Dead men tell no tales.
Well, it’s official - the Pirates of the Caribbean
movies have been so successful, they’re about to be incorporated back into the Disney ride that inspired them. That’s right, the ride is being remodeled to include Jack Sparrow and Barbosa in classic Disney animatronic robot form. But before you hurl that keg of flaming rum at Mickey, think about this – could there really anything cooler than a robot pirate
? If I could choose just one robot to short circuit and go on a rampage, that would be the one (other than Yul Brynner
, that is.)
Far less cool is the PSP’s version of a robot pirate, Pirates of the Caribbean: Dead Man’s Chest,
yet another movie turned into yet another uninspired, linear beat ‘em up. Taking control of Captain Jack, you hack and slash your way through countless enemy pirates, hundreds of tribal cannibals, tons of skeleton
pirates, and then a whole bunch of other pirates. After six or seven hours, you’ll be fresh out of pirates to stab and game to play, ending this fruitless treasure quest just in time.
The limited story exposition will lead you to believe that all this swashbucklery occurs in order to loosely follow the events of the film. Don’t worry about too many spoilers, though, because if you haven’t seen the film, the game’s plot won’t make a lick of sense. The only other thing that might slow down your stab-a-thon is the occasional need to pull a lever, swing on a rope, or move a powder keg to blow something up.
At least you can’t just button-mash your way through like you could in the PS2 stinker, The Legend of Jack Sparrow
. The combat system both looks and plays better, with a heavy slow strike, a weaker fast strike, and an “I’m a cheating pirate” move involving a kick to the groin. Different enemies require different button combinations to defeat, which is great until you figure out that there are only three enemy types in the whole game, making the combat far less interesting and more of a monotonous chore. It’s too bad, because the system could have had some potential with a little more development.

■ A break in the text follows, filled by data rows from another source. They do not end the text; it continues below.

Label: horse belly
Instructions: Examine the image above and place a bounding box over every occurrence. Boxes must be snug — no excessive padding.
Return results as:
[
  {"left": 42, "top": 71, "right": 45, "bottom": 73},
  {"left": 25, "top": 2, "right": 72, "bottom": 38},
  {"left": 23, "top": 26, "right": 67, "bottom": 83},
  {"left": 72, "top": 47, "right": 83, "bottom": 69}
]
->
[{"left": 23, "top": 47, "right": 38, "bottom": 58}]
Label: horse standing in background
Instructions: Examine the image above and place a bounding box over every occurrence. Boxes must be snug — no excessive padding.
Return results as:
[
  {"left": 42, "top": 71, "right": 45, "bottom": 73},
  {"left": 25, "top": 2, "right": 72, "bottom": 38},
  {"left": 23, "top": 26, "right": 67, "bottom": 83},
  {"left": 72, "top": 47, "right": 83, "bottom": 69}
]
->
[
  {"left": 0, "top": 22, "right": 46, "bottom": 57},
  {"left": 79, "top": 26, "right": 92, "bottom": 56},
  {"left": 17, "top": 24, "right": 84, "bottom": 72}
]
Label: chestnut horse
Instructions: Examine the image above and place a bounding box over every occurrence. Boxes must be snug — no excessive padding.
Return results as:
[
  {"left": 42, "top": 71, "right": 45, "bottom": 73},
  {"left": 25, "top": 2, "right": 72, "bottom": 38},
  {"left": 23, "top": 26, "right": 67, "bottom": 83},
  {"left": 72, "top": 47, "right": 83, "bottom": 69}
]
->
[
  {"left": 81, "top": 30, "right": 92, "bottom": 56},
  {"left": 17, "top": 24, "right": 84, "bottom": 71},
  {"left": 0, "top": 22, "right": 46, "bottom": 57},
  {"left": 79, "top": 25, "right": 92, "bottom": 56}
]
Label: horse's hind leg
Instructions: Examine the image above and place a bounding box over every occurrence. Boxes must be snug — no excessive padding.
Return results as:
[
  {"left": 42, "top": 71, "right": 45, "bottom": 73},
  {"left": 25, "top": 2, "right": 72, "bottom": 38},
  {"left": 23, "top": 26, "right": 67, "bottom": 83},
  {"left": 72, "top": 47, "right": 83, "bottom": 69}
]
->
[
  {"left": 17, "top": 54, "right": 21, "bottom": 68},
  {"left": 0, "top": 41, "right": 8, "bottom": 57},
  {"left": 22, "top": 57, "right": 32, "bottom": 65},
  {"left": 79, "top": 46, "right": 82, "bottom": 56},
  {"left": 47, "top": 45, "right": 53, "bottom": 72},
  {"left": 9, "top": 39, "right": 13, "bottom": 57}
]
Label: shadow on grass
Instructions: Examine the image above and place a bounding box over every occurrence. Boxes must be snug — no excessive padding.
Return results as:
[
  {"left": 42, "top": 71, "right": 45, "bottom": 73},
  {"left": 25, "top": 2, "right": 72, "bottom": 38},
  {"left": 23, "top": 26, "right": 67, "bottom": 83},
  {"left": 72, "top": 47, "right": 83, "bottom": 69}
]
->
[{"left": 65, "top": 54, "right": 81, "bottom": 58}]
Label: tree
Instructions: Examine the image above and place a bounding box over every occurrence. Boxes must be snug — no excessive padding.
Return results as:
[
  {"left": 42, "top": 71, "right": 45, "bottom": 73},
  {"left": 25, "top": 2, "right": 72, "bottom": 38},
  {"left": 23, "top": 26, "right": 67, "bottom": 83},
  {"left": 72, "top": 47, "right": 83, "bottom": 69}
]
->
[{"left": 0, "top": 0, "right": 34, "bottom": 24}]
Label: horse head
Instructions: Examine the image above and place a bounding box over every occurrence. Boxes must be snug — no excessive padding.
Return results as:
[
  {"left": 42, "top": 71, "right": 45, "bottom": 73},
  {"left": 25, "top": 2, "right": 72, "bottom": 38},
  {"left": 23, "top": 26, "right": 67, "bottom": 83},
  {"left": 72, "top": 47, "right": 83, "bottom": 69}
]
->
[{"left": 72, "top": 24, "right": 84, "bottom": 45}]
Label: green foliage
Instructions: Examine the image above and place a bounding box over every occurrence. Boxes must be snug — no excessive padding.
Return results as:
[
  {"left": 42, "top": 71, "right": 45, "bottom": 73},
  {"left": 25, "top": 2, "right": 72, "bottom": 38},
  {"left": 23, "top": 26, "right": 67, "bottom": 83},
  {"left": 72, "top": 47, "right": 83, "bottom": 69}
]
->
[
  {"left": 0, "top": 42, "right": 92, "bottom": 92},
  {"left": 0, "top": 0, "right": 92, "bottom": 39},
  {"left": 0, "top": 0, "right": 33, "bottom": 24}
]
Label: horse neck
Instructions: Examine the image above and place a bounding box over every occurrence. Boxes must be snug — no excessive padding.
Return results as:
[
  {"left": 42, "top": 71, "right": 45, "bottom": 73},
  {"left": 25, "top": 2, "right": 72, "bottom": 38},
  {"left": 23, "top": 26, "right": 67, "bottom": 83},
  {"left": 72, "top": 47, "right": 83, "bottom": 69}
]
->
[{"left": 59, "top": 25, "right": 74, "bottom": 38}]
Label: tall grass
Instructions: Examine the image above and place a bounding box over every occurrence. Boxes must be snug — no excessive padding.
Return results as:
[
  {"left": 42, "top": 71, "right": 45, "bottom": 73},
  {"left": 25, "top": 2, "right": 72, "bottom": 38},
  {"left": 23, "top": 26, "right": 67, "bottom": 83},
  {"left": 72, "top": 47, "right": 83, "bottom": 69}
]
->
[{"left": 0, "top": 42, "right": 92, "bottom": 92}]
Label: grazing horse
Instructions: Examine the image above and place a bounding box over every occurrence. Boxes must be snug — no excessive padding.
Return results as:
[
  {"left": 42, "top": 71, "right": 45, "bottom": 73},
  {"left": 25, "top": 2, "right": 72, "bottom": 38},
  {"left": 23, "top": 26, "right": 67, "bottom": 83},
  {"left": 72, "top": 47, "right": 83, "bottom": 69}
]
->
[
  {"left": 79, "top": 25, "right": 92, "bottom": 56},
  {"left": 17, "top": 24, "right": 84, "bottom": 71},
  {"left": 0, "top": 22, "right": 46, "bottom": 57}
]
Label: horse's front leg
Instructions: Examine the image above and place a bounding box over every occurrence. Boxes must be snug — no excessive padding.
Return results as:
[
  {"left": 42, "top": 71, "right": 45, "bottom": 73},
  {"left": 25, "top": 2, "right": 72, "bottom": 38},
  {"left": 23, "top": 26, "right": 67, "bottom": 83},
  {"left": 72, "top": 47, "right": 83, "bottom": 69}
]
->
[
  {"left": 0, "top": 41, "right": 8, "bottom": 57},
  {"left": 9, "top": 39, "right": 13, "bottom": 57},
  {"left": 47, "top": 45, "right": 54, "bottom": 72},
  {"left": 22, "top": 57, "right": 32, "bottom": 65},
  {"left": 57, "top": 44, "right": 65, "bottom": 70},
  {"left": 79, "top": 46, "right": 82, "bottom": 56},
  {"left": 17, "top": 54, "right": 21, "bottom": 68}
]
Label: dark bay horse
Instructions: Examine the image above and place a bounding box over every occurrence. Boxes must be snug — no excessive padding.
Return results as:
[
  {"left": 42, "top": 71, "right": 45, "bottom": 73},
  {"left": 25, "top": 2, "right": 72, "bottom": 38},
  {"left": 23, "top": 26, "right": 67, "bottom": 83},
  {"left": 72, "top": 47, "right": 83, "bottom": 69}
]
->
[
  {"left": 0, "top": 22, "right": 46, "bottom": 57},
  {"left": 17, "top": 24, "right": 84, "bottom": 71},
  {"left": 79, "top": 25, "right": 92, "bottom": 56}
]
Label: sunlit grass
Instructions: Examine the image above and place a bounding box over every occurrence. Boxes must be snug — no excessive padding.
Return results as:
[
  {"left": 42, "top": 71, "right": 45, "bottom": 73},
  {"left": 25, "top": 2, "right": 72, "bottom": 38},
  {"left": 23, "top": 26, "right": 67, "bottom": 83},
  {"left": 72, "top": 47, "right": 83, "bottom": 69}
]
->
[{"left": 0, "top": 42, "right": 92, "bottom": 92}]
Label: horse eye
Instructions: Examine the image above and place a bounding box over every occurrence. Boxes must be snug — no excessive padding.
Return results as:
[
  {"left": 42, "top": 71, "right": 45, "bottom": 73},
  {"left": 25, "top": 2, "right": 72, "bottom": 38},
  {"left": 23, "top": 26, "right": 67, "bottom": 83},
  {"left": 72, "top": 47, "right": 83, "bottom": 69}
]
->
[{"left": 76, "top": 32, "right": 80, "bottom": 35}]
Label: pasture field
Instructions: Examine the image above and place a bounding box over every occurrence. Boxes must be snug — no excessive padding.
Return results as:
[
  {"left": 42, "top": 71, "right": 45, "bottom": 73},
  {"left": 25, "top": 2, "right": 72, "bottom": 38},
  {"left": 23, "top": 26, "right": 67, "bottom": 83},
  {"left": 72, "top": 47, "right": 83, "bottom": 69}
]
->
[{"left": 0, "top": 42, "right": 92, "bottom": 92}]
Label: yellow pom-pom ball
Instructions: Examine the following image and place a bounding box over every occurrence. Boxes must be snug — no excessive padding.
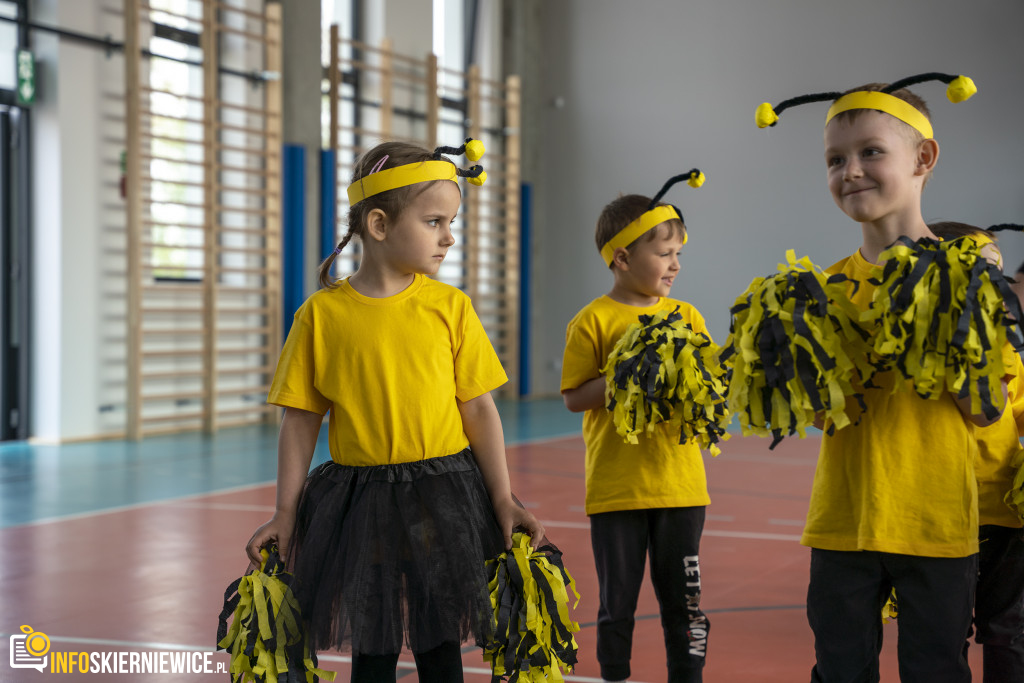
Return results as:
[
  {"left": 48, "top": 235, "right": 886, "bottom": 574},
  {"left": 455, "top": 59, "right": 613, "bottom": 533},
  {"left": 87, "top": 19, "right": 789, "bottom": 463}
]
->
[
  {"left": 466, "top": 140, "right": 484, "bottom": 161},
  {"left": 946, "top": 76, "right": 978, "bottom": 103},
  {"left": 754, "top": 102, "right": 778, "bottom": 128}
]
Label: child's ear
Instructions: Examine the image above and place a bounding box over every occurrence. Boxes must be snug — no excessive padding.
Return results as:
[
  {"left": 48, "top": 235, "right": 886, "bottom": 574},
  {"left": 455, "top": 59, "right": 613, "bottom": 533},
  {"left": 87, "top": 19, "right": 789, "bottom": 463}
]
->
[
  {"left": 611, "top": 247, "right": 630, "bottom": 270},
  {"left": 367, "top": 209, "right": 387, "bottom": 242},
  {"left": 914, "top": 138, "right": 939, "bottom": 175}
]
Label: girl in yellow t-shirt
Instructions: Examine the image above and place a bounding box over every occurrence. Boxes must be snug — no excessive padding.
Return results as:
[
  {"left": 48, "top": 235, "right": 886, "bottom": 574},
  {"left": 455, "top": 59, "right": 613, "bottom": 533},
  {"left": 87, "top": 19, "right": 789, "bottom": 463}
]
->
[{"left": 246, "top": 140, "right": 544, "bottom": 682}]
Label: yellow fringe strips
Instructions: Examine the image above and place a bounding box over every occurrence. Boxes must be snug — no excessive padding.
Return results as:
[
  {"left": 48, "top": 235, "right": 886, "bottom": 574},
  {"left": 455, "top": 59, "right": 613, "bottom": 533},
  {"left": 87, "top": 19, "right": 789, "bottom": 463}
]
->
[
  {"left": 483, "top": 532, "right": 580, "bottom": 683},
  {"left": 882, "top": 588, "right": 899, "bottom": 624},
  {"left": 217, "top": 548, "right": 337, "bottom": 683},
  {"left": 601, "top": 308, "right": 732, "bottom": 456},
  {"left": 721, "top": 249, "right": 873, "bottom": 449},
  {"left": 861, "top": 238, "right": 1024, "bottom": 419},
  {"left": 1002, "top": 449, "right": 1024, "bottom": 522}
]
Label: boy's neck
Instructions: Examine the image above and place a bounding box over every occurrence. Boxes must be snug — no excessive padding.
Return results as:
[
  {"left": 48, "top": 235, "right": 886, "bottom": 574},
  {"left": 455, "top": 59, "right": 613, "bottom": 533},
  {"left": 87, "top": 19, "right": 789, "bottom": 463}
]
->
[
  {"left": 860, "top": 208, "right": 935, "bottom": 263},
  {"left": 607, "top": 279, "right": 662, "bottom": 308}
]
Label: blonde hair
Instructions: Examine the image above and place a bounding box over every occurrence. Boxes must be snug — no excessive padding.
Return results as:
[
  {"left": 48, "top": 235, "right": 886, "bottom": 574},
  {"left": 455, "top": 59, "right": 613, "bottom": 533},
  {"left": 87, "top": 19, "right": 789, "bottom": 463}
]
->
[
  {"left": 833, "top": 83, "right": 932, "bottom": 144},
  {"left": 319, "top": 142, "right": 451, "bottom": 289}
]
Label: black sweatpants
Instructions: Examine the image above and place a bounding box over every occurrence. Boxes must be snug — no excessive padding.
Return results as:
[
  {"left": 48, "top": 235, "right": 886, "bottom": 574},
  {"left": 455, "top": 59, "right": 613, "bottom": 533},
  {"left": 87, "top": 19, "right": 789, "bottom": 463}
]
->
[
  {"left": 807, "top": 548, "right": 978, "bottom": 683},
  {"left": 974, "top": 524, "right": 1024, "bottom": 683},
  {"left": 350, "top": 643, "right": 463, "bottom": 683},
  {"left": 590, "top": 507, "right": 710, "bottom": 683}
]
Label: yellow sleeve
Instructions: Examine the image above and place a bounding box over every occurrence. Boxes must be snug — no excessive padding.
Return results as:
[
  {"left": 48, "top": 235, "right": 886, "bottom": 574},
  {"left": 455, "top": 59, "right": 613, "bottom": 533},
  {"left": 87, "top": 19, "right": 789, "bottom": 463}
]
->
[
  {"left": 266, "top": 304, "right": 331, "bottom": 415},
  {"left": 455, "top": 297, "right": 508, "bottom": 402},
  {"left": 559, "top": 313, "right": 604, "bottom": 391}
]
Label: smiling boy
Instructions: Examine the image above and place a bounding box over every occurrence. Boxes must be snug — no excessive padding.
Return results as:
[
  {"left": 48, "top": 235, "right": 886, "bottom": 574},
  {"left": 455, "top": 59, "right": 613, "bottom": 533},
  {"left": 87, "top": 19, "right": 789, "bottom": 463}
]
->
[
  {"left": 801, "top": 84, "right": 988, "bottom": 683},
  {"left": 561, "top": 181, "right": 710, "bottom": 683}
]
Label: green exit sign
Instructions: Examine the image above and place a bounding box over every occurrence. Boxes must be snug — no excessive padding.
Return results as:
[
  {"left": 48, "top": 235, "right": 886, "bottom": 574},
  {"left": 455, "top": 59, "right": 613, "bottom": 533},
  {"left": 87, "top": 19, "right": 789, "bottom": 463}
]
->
[{"left": 15, "top": 50, "right": 36, "bottom": 104}]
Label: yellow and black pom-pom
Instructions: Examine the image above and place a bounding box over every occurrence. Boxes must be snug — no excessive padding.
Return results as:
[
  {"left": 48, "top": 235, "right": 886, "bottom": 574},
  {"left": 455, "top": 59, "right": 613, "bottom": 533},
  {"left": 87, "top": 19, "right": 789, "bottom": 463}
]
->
[
  {"left": 601, "top": 308, "right": 731, "bottom": 456},
  {"left": 217, "top": 548, "right": 336, "bottom": 683},
  {"left": 483, "top": 532, "right": 580, "bottom": 683},
  {"left": 861, "top": 238, "right": 1024, "bottom": 419},
  {"left": 721, "top": 250, "right": 873, "bottom": 447},
  {"left": 882, "top": 588, "right": 899, "bottom": 624}
]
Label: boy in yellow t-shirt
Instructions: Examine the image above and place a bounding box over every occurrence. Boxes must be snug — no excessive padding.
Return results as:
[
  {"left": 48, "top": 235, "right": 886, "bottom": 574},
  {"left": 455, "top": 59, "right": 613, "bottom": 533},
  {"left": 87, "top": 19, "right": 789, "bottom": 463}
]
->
[
  {"left": 561, "top": 169, "right": 711, "bottom": 683},
  {"left": 929, "top": 222, "right": 1024, "bottom": 683},
  {"left": 759, "top": 74, "right": 1003, "bottom": 683}
]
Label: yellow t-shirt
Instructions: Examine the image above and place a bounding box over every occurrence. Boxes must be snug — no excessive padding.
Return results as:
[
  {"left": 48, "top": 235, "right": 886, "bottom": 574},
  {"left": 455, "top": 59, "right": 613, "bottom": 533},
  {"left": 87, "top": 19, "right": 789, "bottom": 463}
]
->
[
  {"left": 801, "top": 250, "right": 978, "bottom": 557},
  {"left": 974, "top": 349, "right": 1024, "bottom": 528},
  {"left": 561, "top": 296, "right": 711, "bottom": 515},
  {"left": 267, "top": 274, "right": 507, "bottom": 466}
]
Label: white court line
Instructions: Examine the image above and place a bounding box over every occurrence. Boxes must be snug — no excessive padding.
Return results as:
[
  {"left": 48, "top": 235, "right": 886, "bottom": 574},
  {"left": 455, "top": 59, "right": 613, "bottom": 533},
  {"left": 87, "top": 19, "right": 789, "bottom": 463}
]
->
[
  {"left": 0, "top": 633, "right": 642, "bottom": 683},
  {"left": 0, "top": 432, "right": 580, "bottom": 531},
  {"left": 541, "top": 519, "right": 803, "bottom": 541},
  {"left": 703, "top": 529, "right": 800, "bottom": 542},
  {"left": 768, "top": 519, "right": 807, "bottom": 526},
  {"left": 175, "top": 501, "right": 276, "bottom": 512},
  {"left": 9, "top": 481, "right": 273, "bottom": 531}
]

And while the sword-fighting looks good with characters exchanging blows and parrying, the rest of the game is less visually impressive. Jack himself obviously got most of the designers’ love, looking a fair share better than his opponents. Also, his drunken gait is cartoonishly exaggerated to the point where he sometimes does a floating dance across the ground, an accidental jig. There is a bit of slowdown here and there, but for the most part, the framerate keeps pace with the game.
The sound is a bit more upbeat with the great movie soundtrack and a decent Johnny Depp impersonator reprising the role with obvious gusto. I do find it odd, however, that Bethesda managed to get the real Mr. Depp for their title, while this game, which is actually published by Disney/Buena Vista, had to find another actor.
Perhaps the worst part about this drunken buccaneer is that when you get to the end, you’re not at the end. To fight the game’s final boss, the Kraken, you need to collect map pieces hidden throughout the levels, which in turn unlock arenas where you fight (yes, you guessed it, more pirates) in order to earn a couple super moves and pieces of the Kraken statue. Only with all the pieces of the Kraken statue can you get to the last level. So you have to go back and scour the old levels for missing map pieces. On which levels did you miss one? You don’t know.
Provided you’re bored enough to go through this ordeal and beat the Kraken, there’s not much else to do. You’ve already replayed all the levels because of those damn map pieces, which leaves you with the multiplayer, oddly enough the best part of Dead Man’s Chest.
Gone are the pirates. Gone are the swords. The multiplayer game is instead an Ad-Hoc four-player ship battle which is addictively fun. It plays a lot like the ship combat in Sid Meier’s Pirates
- turn your sails, run before the wind, load grape, chain, or cannonballs, get your opponent broadside and fire the cannons. You can also use the gold you capture in battle to buy ship upgrades. With four game modes here, it provides some good fun, and best of all, you can play with four players using only one copy of the game; any missing player is controlled instead by the CPU. Nice.
Unfortunately, it’s too little, too late. A cool multiplayer can’t make up for the rest of this totally uninspired, cookie-cutter rush job masquerading as a pirate adventure. Alone, this pirate is a dud. But find some fellow captains and a few pints o’ Jack’s rum, and you’ve got yourself a parrrty, mate.